13/12/2007

Salle à vapeur

Les cours de natation, c’était la grande affaire.

Le professeur d’éducation physique était sérieux, compétent, tenace. Exercices de plongée, longueurs, apprentissage du crawl ou de la nage sur le dos, exercices avec planches, etc.

Mais peu d’élèves étaient réellement motivés par ces tours de force. Alors, au fur et à mesure que le cours avançait, des élèves disparaissaient mystérieusement.

La seconde piscine municipale où se déroulaient les cours — piscine qui fut olympique pendant quelques années, avant qu’on augmente officiellement le nombre de couloirs pour les compétitions — avait une belle particularité : de la salle des douches on pouvait accéder à une salle à vapeur.

C’est là que venaient se cacher les fuyards, certes à l’abri des regards, mais dans une chaleur quasi insupportable (à intervalles réguliers, ils devaient se rafraîchir sous la douche).

Le professeur avait, cependant, une conscience professionnelle. Devinant bien où pouvaient se trouver ses ouailles, avec décision il venait effectuer un raid dans cette salle à vapeur (lorsque le nombre d’élèves appliqués avait baissé d’une manière inquiétante).

Après un inutile appel, il lui fallait payer de sa personne. Dans la blancheur opaque et brûlante de la pièce, il venait scruter toutes les personnes, tête à tête, nez à nez, à cinq centimètres.

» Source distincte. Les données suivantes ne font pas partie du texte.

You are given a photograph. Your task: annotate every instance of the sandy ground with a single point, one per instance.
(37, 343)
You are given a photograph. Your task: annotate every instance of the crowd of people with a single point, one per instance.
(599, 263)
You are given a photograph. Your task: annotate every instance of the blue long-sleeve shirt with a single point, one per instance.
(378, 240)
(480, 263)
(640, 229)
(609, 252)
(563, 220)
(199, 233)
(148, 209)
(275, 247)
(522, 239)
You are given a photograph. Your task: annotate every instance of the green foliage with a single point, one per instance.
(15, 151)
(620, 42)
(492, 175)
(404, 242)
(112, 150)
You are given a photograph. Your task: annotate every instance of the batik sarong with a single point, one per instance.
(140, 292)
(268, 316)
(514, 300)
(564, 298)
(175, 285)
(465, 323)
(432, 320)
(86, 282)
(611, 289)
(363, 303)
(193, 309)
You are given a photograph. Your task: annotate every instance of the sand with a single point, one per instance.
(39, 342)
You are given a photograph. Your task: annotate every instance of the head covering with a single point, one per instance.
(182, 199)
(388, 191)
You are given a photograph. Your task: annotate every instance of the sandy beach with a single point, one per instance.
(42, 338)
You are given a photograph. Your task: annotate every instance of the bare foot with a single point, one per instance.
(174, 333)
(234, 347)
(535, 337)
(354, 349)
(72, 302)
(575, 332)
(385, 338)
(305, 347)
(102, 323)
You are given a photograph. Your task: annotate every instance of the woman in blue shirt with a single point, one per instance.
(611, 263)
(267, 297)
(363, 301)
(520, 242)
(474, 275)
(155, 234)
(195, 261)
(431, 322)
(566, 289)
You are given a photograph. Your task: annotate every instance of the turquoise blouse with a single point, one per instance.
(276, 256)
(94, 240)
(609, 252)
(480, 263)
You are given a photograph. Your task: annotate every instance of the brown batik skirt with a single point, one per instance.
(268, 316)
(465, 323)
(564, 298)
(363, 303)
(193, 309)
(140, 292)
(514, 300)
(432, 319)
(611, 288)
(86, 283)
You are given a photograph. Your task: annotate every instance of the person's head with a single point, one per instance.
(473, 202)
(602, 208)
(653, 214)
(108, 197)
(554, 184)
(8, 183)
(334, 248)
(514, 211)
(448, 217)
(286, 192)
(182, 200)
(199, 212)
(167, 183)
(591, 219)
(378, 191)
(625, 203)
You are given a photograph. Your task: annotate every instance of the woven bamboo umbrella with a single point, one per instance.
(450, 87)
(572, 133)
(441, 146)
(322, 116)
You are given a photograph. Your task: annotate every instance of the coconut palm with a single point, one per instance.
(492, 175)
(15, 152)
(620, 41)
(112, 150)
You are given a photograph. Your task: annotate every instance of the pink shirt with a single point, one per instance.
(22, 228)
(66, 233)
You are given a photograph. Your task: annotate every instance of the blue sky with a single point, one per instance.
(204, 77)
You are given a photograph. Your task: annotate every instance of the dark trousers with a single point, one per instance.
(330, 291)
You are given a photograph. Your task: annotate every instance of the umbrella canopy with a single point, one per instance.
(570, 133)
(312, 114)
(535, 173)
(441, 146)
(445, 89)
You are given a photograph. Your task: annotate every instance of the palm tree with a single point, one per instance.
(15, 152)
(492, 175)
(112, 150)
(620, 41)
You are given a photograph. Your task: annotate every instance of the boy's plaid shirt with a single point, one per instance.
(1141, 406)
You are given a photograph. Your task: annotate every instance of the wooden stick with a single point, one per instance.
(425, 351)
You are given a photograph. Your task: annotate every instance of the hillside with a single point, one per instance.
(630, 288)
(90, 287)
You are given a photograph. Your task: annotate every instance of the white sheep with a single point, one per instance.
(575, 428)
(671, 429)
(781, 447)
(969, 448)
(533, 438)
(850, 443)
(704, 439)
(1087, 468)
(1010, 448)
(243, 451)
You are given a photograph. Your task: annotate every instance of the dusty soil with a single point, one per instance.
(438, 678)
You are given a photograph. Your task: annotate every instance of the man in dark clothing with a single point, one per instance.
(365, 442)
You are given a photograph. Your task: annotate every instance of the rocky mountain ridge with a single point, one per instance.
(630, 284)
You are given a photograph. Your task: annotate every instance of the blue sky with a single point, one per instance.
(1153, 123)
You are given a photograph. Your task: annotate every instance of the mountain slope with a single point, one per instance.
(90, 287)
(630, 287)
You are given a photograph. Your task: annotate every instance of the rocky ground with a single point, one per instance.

On aurait dit un grand myope en train de lire un écriteau sans ses lunettes.

Quels efforts pour mettre en vigueur la seconde partie du fameux adage mens sana in corpore sano, pour extirper les élèves d’une mollesse indésirable !

Malgré un démarrage de conscience professionnelle sur les chapeaux de roues, le professeur d’éducation physique perdit rapidement de son tonus. Après avoir formulé vainement maintes observations moralisatrices, il laissa couler volontairement les élèves curistes.